The R code to run the simulations and create the figures is on github.
The alpha level, or type I error rate, or significance level, is the long-term probability of false positives: obtaining a significant test when there is in fact no effect. Alpha is traditionally given the arbitrary value of 0.05, meaning that in the long-run, we will commit 5% of false positives. However, on average, we will be wrong much more often (Colquhoun, 2014). As a consequence, some have advocated to lower alpha to avoid fooling ourselves too often in the long run. Others have suggested to avoid using the term “statistically significant” altogether, and to justify the choice of alpha. Another very sensible suggestion is to not bother with arbitrary thresholds at all:
Colquhoun, D. (2014) An investigation of the false discovery rate and the misinterpretation of p-values. R Soc Open Sci, 1, 140216.
Here I want to address a related but different problem: assuming we’re happy with setting alpha to a particular value, say 0.05, is alpha actually equal to the expected, nominal, value in realistic situations?
Let’s check using one-sample estimation as an example. First, we assume we live in a place of magic, where unicorns are abundant (Micceri 1989): we draw random samples from a standard normal distribution. For each sample of a given size, we perform a t-test. We do that 5000 times and record the proportions of false positives. The results appear in the figure below:
As expected under normality, alpha is very near 0.05 for all sample sizes. Bradley (1978) suggested that keeping the probability of a type I error between 0.025 and 0.075 is satisfactory if the goal is to achieve 0.05. So we illustrate that satisfactory zone as a grey band in the figure above and subsequent ones.
So far so good, but how many quantities we measure have perfectly symmetric distributions with well-behaved tails extending to infinity? Many (most?) quantities related to time measurements are positively skewed and bounded at zero: behavioural reaction times, onset and peak latencies from recordings of single neurones, EEG, MEG… Percent correct data are bounded [0, 1]. Physiological measurements are naturally bounded, or bounded by our measuring equipment (EEG amplifiers for instance). Brain imaging data can have non-normal distributions (Pernet et al. 2009). The list goes on…
So what happens when we sample from a skewed distribution? Let’s look at an example using a lognormal distribution. This time we run 10,000 iterations sampling from a normal distribution and a lognormal distribution, and each time we apply a t-test:
In the normal case (dashed blue curve), results are similar to those obtained in the previous figure: we’re very near 0.05 at all sample sizes. In the lognormal case (solid blue curve) the type I error rate is much larger than 0.05 for small sample sizes. It goes down with increasing sample size, but is still above 0.05 even with 500 observations. The point is clear: if we sample from skewed distributions, our type I error rate is larger than the nominal level, which means that in the long run, we will commit more false positives than we thought.
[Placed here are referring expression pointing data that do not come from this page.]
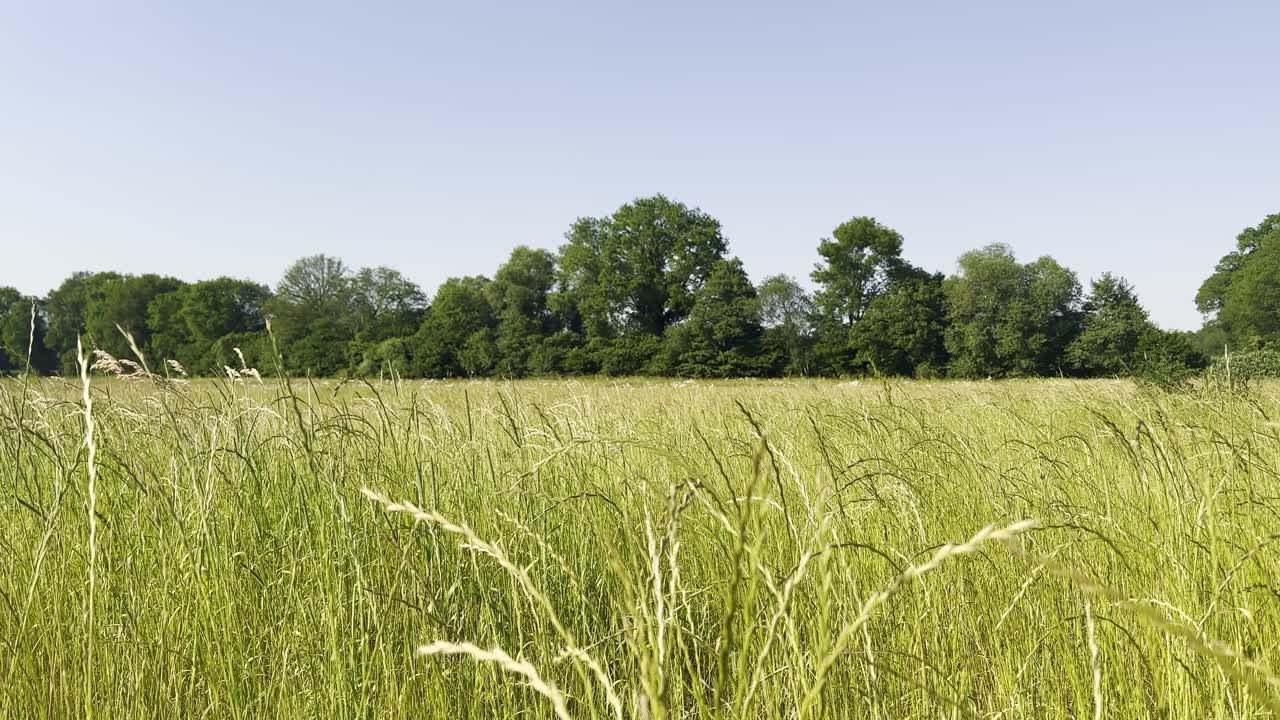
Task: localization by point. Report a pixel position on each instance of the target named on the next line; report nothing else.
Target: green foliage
(638, 270)
(124, 304)
(311, 315)
(1248, 365)
(855, 267)
(1008, 319)
(68, 306)
(648, 290)
(23, 335)
(721, 337)
(461, 315)
(787, 314)
(520, 296)
(1112, 326)
(1243, 294)
(900, 332)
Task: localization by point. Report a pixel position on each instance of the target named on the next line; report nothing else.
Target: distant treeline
(652, 290)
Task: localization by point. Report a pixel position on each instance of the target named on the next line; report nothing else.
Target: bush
(1248, 365)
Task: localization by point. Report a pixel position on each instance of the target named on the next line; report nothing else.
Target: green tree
(901, 331)
(192, 324)
(22, 335)
(311, 315)
(855, 268)
(787, 313)
(67, 306)
(721, 336)
(461, 309)
(638, 269)
(384, 305)
(1005, 318)
(1243, 294)
(1112, 326)
(520, 296)
(124, 304)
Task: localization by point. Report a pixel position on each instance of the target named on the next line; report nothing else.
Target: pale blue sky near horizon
(211, 139)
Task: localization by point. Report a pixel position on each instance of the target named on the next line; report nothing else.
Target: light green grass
(653, 548)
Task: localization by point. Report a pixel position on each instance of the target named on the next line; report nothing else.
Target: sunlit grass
(639, 548)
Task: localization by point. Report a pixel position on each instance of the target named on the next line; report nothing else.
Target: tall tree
(1006, 318)
(457, 335)
(520, 296)
(1112, 326)
(67, 306)
(200, 324)
(311, 315)
(901, 331)
(124, 304)
(855, 267)
(721, 337)
(638, 269)
(1243, 294)
(384, 304)
(786, 313)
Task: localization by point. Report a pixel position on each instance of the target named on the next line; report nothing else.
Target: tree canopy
(652, 288)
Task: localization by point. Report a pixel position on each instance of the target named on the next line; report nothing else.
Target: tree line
(653, 290)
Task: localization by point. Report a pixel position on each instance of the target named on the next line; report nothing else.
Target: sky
(232, 137)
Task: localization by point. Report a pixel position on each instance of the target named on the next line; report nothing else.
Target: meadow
(638, 550)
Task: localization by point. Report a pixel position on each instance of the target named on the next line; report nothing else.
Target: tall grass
(640, 550)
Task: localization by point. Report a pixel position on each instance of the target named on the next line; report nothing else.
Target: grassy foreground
(639, 550)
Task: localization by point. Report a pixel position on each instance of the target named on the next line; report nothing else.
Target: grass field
(639, 548)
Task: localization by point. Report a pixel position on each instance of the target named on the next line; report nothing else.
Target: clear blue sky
(231, 137)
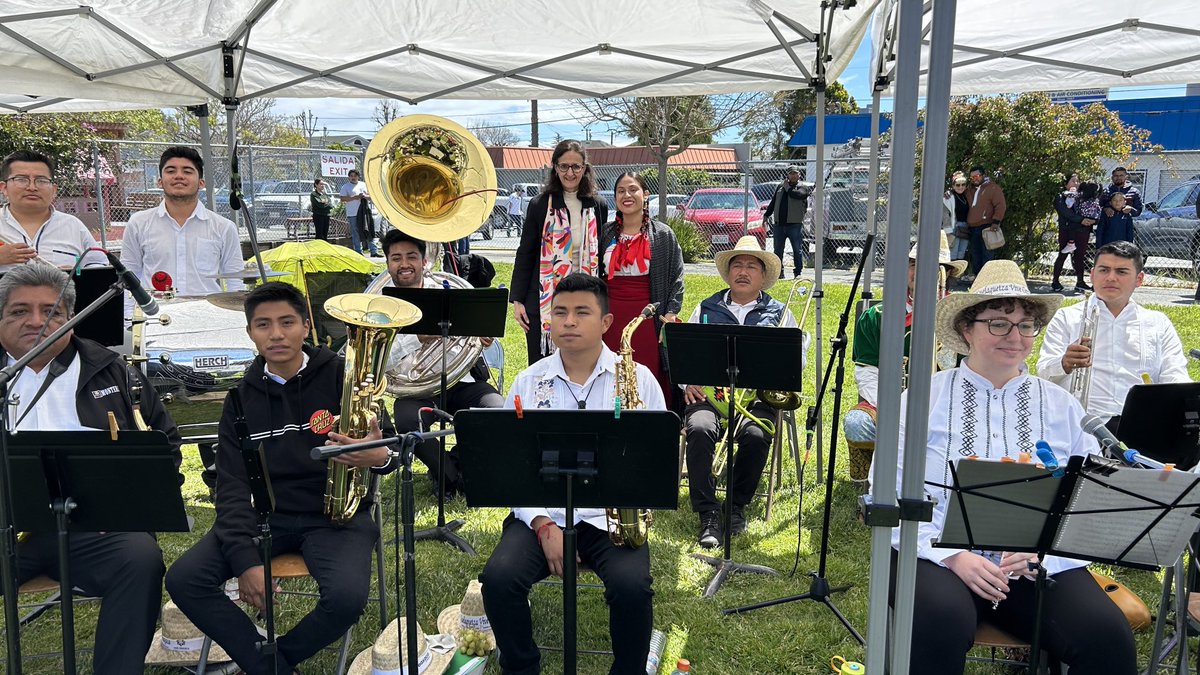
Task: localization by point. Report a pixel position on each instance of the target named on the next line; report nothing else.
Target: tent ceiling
(1036, 46)
(143, 52)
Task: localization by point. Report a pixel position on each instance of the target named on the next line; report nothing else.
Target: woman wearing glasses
(561, 236)
(991, 407)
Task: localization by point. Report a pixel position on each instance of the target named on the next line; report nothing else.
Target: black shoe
(738, 521)
(709, 529)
Fortunately, there is a solution: the detrimental effects of skewness can be limited by trimming the data. Under normality, t-tests on 20% trimmed means do not perform as well as t-tests on means: they trigger more false positives for small sample sizes (dashed green). Sampling from a lognormal distribution also increases the type I error rate of the 20% trimmed mean (solid green), but clearly not as much as what we observed for the mean. The median (red) performs even better, with estimates very near 0.05 whether we sample from normal or lognormal distributions.
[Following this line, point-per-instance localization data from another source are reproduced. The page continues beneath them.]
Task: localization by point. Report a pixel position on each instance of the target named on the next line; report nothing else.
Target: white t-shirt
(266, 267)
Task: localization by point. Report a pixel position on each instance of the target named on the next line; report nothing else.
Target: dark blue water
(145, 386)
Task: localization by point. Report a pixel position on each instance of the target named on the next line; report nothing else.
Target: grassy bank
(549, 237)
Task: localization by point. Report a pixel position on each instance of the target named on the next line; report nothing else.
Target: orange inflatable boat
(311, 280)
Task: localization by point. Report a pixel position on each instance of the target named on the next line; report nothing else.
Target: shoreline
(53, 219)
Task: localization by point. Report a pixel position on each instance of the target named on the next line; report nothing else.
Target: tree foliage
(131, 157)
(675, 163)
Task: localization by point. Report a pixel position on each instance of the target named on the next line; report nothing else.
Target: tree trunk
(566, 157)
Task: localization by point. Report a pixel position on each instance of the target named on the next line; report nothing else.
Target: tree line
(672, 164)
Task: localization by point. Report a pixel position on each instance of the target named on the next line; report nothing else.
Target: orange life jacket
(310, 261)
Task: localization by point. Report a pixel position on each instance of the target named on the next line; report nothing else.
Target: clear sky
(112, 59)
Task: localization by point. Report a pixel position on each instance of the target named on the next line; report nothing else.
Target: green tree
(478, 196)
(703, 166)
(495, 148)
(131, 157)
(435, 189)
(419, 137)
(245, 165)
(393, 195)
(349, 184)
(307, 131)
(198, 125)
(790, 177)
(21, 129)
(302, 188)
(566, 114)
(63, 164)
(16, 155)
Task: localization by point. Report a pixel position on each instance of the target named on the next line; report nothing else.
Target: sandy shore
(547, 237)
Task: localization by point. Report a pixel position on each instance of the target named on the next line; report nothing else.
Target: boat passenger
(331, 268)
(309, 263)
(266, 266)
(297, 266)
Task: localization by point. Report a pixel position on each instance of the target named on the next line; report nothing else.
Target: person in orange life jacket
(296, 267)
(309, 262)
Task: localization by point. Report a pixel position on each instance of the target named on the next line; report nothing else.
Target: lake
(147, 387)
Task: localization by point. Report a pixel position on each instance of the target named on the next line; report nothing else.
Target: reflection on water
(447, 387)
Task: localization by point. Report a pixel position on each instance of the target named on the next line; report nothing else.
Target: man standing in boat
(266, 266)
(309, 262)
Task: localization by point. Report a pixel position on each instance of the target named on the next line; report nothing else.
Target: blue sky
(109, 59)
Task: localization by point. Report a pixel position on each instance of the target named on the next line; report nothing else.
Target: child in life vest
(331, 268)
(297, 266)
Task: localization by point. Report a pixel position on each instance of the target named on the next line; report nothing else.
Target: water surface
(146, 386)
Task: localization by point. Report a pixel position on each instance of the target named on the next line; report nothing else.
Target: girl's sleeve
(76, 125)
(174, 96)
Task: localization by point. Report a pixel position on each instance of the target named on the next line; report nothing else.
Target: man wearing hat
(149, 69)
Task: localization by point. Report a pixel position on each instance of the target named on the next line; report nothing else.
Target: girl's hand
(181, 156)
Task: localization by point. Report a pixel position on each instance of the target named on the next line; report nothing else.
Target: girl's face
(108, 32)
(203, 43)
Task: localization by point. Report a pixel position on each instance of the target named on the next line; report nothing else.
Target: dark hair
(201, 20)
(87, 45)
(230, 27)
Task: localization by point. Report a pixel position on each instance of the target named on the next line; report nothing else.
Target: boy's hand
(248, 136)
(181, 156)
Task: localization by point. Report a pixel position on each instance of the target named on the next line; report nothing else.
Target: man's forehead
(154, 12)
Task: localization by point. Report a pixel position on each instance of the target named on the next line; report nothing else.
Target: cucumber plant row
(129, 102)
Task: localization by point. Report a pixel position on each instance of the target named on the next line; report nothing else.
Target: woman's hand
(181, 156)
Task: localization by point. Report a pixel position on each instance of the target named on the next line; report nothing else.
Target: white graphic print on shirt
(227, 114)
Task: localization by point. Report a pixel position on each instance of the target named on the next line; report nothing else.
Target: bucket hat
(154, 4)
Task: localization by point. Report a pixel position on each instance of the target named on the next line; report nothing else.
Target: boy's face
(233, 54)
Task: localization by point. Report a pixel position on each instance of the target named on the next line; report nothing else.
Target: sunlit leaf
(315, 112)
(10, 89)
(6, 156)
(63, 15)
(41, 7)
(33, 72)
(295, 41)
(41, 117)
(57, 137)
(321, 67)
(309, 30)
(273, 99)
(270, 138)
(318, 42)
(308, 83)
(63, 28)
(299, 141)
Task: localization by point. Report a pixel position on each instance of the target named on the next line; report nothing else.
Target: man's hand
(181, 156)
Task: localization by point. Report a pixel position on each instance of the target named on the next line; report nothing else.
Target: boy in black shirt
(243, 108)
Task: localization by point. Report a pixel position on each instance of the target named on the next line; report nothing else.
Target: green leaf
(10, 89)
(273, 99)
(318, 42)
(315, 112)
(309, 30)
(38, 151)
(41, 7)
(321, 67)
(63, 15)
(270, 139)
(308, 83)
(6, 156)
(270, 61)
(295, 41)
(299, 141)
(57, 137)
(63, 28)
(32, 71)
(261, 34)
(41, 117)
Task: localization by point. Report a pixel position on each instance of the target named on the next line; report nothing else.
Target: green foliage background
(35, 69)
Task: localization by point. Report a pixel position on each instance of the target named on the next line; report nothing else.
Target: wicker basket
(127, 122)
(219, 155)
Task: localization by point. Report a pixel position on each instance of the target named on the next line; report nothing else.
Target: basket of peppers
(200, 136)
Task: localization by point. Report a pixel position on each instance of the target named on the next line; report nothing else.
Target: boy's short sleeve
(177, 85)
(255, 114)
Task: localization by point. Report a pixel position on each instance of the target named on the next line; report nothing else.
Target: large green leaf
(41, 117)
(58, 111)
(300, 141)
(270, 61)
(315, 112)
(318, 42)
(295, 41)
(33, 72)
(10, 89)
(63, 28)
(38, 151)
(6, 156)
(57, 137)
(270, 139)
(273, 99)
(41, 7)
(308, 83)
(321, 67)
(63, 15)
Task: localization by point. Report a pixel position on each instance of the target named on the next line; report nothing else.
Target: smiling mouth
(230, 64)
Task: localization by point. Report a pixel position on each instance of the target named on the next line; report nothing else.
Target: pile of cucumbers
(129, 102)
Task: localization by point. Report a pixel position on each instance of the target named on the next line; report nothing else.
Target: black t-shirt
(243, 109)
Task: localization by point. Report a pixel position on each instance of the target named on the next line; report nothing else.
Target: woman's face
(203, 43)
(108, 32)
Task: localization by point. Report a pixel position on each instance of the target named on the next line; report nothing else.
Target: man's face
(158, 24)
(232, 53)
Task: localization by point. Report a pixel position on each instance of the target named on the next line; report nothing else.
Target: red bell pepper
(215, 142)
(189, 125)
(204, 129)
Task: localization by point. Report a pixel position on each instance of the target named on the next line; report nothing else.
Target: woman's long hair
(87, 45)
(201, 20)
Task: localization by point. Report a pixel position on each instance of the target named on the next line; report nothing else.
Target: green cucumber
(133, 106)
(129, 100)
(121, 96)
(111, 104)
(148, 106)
To gain a broader perspective, we compare the mean, the 20% trimmed mean and the median in different situations. To do that, we use g & h distributions (Wilcox 2012). These distributions have a median of zero; the parameter
g controls the asymmetry of the distribution, while the parameter
h controls the tails.
Here are examples of distributions with
h = 0 and
g is varied. The lognormal distribution corresponds to
g = 1. The standard normal distribution is defined by
g = h = 0.
Here are examples of distributions with g=0 and h is varied. The tails get heavier with larger values of h.
Let’s first look at the results for t-tests on means:
The type I error rate is strongly affected by asymmetry, and the effect gets worse with smaller sample sizes.
The effect of asymmetry is much less dramatic is we use a 20% trimmed mean:
And a test on the median doesn’t seem to be affected by asymmetry at all, irrespective of sample size:
The median performs better because it provides a more accurate estimation of location than the mean.
If instead of manipulating the degree of asymmetry, we manipulate the thickness of the tails, now the type I error rate goes down as tails get heavier. This is because sampling from distributions with heavy tails tends to generate outliers, which tend to inflate the variance. The consequence is an alpha below the nominal level and low statistical power (as seen in next post).
Using a 20% trimmed mean improves matter significantly because trimming tends to get rid of outliers.
Using the median leads to even better results.
The simulations presented here are by far not exhaustive:
- they are limited to the one-sample case;
they only consider three statistical tests;
they do not consider conjunctions of
But they help make an important point: when sampling from non-normal distributions, the type I error rate is probably not at the nominal level when making inferences on the mean. And the problem is exacerbated with small sample sizes. So, in all the current discussions about alpha levels, we must also consider the types of distributions we are investigating and the estimators used to make inferences about them. See for instance simulations looking at the two independent sample case here.
Bradley, J. V. (1978). Robustness? British Journal of Mathematical & Statistical Psychology, 31, 144-152.
Micceri, T. (1989) The Unicorn, the Normal Curve, and Other Improbable Creatures. Psychol Bull, 105, 156-166.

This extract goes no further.